The Airy model assumes isostatic equilibrium is maintained by variations in crustal thickness: mountains have thick crustal roots while ocean basins have thin crust. A column of rock at any location has the same total gravitational weight if integrated to a constant reference depth. Airy isostasy predicts the crustal thickness needed to balance observed topography.
From your study of isostasy, you know that Earth's crust floats on the denser mantle much like ice floats on water, and that topographic highs must be compensated by mass deficits at depth to maintain gravitational equilibrium. The Airy isostasy model specifies exactly how this compensation works: it assumes the crust has a uniform density everywhere, and that differences in surface elevation are explained entirely by differences in crustal thickness. Mountains stand high because they have deep roots extending into the mantle; ocean basins sit low because their crust is thin.
The analogy to icebergs is nearly exact. An iceberg floating in the ocean has most of its mass below the waterline. A taller iceberg does not have denser ice — it simply has more ice extending deeper into the water. In Airy isostasy, a 5 km mountain range might require a crustal root extending 30–35 km below the normal crustal base, because the density contrast between crust (~2,700 kg/m³) and mantle (~3,300 kg/m³) determines the ratio of root depth to surface elevation.
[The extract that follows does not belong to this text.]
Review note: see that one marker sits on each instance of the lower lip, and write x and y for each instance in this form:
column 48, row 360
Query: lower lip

The math follows directly from the equal pressure at a compensation depth principle: pick a horizontal surface deep in the mantle, and the total weight of every vertical column above that surface must be the same. If it were not, pressure differences would drive lateral flow in the mantle until balance was restored.
You can calculate the root thickness from a simple formula. If the crust has density ρ_c and the mantle has density ρ_m, then for a mountain of height h above the reference surface, the root extends to a depth r = h × ρ_c / (ρ_m − ρ_c). With typical values, this gives roughly r ≈ 5h — every kilometer of elevation requires about five kilometers of extra root. This prediction is testable: seismic studies beneath the Himalayas and the Andes confirm that crustal roots reach 60–70 km, consistent with Airy predictions for their elevations.
The Airy model works well for mountain belts and continental margins, where crustal thickness variations are the dominant mode of compensation. It works less well for broad plateaus and mid-ocean features, where lateral density variations (the subject of the Pratt model you will encounter next) may play a larger role. The model also assumes perfect local compensation — each column is independently balanced — which ignores the lateral strength of the lithosphere. Real lithosphere can support loads over some horizontal distance, which is why the related concept of elastic plate flexure eventually refines this picture. Still, Airy isostasy remains the foundational quantitative tool for predicting how topography and crustal structure relate, and gravity anomaly analysis in the field begins by comparing observations against Airy predictions.